7.3. Univariate Distributions#

7.3.1. Gaussian Distribution#

7.3.1.1. Standard Normal Distribution#

This distribution has a mean of 0 and a variance of 1. It is denoted by

$X \sim \NNN(0, 1).$

The PDF is given by

$f_X(x) = \frac{1}{\sqrt{2\pi}} \exp \left ( - \frac{x^2}{2} \right ).$

The CDF is given by

$F_X(x) = \int_{-\infty}^x f_X(t) d t = \frac{1}{\sqrt{2\pi}} \int_{-\infty}^{x} \exp \left ( - \frac{t^2}{2} \right ) d t.$

Symmetry

$f(-x) = f(x). \quad F(-x) + F(x) = 1.$

Some specific values

$F_X(-\infty) = 0, \quad F_X(0) = \frac{1}{2}, \quad F_X(\infty) = 1.$

The Q-function is given as

$Q(x) = \int_{x}^{\infty} f_X(t) d t = \frac{1}{\sqrt{2\pi}} \int_{x}^{\infty} \exp \left ( - \frac{t^2}{2} \right ) d t.$

We have

$F_X(x) + Q(x) = 1.$

Alternatively

$F_X(x) = 1 - Q(x).$

Further

$Q(x) + Q(-x) = 1.$

This is due to the symmetry of normal distribution.
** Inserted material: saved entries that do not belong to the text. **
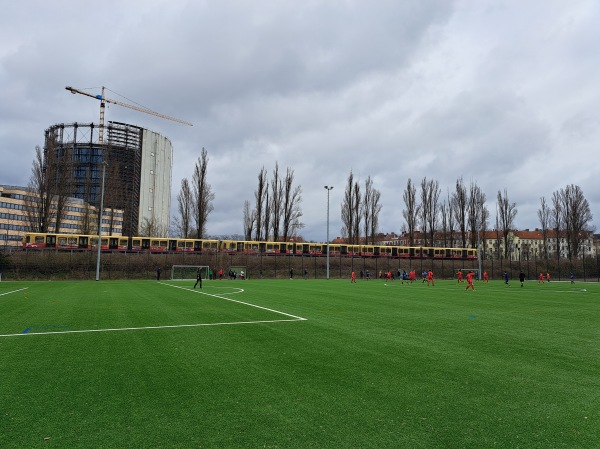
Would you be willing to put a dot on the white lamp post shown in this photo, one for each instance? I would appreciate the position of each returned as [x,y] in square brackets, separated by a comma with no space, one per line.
[329,189]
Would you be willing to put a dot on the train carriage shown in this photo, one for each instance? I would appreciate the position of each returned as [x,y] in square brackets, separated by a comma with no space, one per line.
[70,242]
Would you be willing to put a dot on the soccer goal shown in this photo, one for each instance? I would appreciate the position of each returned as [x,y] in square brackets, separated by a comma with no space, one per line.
[188,272]
[240,272]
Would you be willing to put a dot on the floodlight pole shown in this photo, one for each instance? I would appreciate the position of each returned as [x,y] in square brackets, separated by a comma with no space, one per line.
[100,212]
[479,251]
[329,189]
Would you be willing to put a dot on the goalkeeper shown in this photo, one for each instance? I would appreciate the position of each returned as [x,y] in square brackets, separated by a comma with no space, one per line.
[198,278]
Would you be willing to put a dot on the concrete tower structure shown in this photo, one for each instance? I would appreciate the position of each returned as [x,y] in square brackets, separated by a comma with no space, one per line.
[138,171]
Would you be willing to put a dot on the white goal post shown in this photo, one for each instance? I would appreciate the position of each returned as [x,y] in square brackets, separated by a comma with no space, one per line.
[188,272]
[240,272]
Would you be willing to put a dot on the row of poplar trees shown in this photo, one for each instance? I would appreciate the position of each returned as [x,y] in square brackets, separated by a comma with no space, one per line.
[462,217]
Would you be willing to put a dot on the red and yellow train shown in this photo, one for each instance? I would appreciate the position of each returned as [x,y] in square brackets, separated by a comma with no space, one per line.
[79,242]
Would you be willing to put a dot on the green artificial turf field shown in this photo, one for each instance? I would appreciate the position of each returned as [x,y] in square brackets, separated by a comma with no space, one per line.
[299,364]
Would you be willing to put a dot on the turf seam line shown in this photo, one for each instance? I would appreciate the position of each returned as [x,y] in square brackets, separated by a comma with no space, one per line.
[173,326]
Alternatively

$Q(x) = 1 - Q(-x).$

Probability of $$X$$ falling in a range $$[a,b]$$

$\PP (a \leq X \leq b) = Q(a) - Q(b) = F(b) - F(a).$

The characteristic function is

$\Psi_X(j\omega) = \exp\left ( - \frac{\omega^2}{2}\right ).$

Mean:

$\mu = \EE (X) = 0.$

Mean square value

$\EE (X^2) = 1.$

Variance:

$\sigma^2 = \EE (X^2) - \EE(X)^2 = 1.$

Standard deviation

$\sigma = 1.$

An upper bound on Q-function

$Q(x) \leq \frac{1}{2} \exp \left ( - \frac{x^2}{2} \right ).$

The moment generating function is

$M_X(t) = \exp\left ( \frac{t^2}{2}\right ).$

7.3.1.2. Error Function#

The error function is defined as

$\erf(x) \triangleq \frac{2}{\sqrt{\pi}} \int_0^x \exp\left ( - t^2 \right) d t.$

The complementary error function is defined as

$\erfc(x) = 1 - \erf(x) = \frac{2}{\sqrt{\pi}} \int_x^{\infty} \exp\left ( - t^2 \right) d t.$

Error function is an odd function.

$\erf(-x) = - \erf(x).$

Some specific values of error function.

$\erf(0) = 0, \quad \erf(-\infty) = -1 , \quad \erf (\infty) = 1.$

The relationship with normal CDF.

$F_X(x) = \frac{1}{2} + \frac{1}{2} \erf \left ( \frac{x}{\sqrt{2}}\right) = \frac{1}{2} \erfc \left (- \frac{x}{\sqrt{2}}\right).$

Relationship with Q function.

$Q(x) = \frac{1}{2} \erfc\left (\frac{x}{\sqrt{2}} \right) = \frac{1}{2} - \frac{1}{2} \erf \left ( \frac{x}{\sqrt{2}} \right ).$
$\erfc(x) = 2 Q(\sqrt{2} x).$

We also have some useful results:

$\int_0^{\infty} \exp\left ( - \frac{t^2}{2}\right ) d t = \sqrt{\frac{\pi}{2}}.$

7.3.1.3. General Normal Distribution#

The general Gaussian (or normal) random variable is denoted as

$X \sim \NNN (\mu, \sigma^2).$

Its PDF is

$f_X( x) = \frac{1}{\sqrt{2 \pi} \sigma} \exp \left ( \frac{1}{2} \frac{(x -\mu)^2}{\sigma^2}. \right)$

A simple transformation

$Y = \frac{X - \mu}{\sigma}$

converts it into standard normal random variable.

The mean:

$\EE (X) = \mu.$

The mean square value:

$\EE (X^2) = \sigma^2 + \mu^2.$

The variance:

$\EE (X^2) - \EE (X)^2 = \sigma^2.$

The CDF:

$F_X(x) = \frac{1}{2} + \frac{1}{2} \erf \left ( \frac{x - \mu}{\sigma\sqrt{2}}\right).$

Notice the transformation from $$x$$ to $$(x - \mu) / \sigma$$.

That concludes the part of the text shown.